The guy that did the “Make a Cake” video, Simon Cave, wrote a treatment, and I would give feedback on it and change some things here and there and be like “I want it weirder.” But they did everything.

They shot it in New York, and we changed the plot a few times because of budget and other things. We couldn’t burn down a building in the end in the middle of New York city.

Claude VonStroke is one busy dude. Whether it’s releasing new music, throwing a BBQ, planning a campout, or performing a set, Crenshaw is always working on something. I asked him which part of his job he likes the best:

BC: I really like the A&R part, and I like the artwork. Then there are countless other tasks that are hard to do, but because I’ve been there since the first day, I’m really the only person that knows how I want everything to work, so I get asked a lot of questions every day. But it’s okay.

One of the brands we are developing is called The Birdhouse, which is the name of my radio show.
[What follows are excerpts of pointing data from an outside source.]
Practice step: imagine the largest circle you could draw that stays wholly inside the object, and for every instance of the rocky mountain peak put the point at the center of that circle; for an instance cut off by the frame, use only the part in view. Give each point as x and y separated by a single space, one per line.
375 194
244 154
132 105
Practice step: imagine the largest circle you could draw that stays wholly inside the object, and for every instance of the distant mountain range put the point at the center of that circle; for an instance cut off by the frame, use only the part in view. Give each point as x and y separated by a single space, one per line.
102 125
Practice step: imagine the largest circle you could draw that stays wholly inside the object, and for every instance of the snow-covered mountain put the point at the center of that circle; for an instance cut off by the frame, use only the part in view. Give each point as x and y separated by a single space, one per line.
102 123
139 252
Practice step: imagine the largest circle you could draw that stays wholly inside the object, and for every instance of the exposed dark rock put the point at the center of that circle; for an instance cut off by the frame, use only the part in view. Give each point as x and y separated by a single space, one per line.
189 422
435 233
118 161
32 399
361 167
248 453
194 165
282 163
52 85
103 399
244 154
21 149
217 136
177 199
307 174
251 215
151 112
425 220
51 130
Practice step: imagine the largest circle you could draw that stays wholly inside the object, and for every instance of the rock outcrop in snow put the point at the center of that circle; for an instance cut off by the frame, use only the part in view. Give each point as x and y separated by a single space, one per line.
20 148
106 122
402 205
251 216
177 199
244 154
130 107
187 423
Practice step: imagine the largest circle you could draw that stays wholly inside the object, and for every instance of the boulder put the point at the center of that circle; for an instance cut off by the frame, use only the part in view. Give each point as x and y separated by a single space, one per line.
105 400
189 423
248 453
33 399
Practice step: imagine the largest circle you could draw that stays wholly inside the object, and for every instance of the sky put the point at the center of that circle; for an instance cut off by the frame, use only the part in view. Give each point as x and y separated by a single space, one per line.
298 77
It’ll be in Vegas this summer for six dates and then also at two festivals, but I can’t announce which ones yet.

It’s not only Dirtybird people. We had the inaugural party in Miami, and the guests were Soul Clap, Danny Daze, Tiga, and T.E.E.D (Totally Enormous Extinct Dinosaurs), so it was a wide range of cool stuff. The radio show has a guest every week, and it’s [The Birdhouse] is kind of like that. It’s like a radio party, and everything that I think that’s cool.


One thing that I couldn’t let Crenshaw escape without talking about (and that I was determined to get as much insider information on as I could) was The Dirtybird Campout that is happening in October. 2015 was The Campout’s inaugural year, and listening to Crenshaw map out how it all fell into place was actually really inspiring. Sometimes all it takes is one hell of an idea and some very lucky stars…

BC: I didn’t have a partner in May. I made a flyer, and I put it up on the Internet. It said “Dirtybird Campout — All your favorite DJs in the world.” No location. No producer. Nobody signed up. Nothing. Then The Do LaB called me, and in some weird combination of things, they had become available.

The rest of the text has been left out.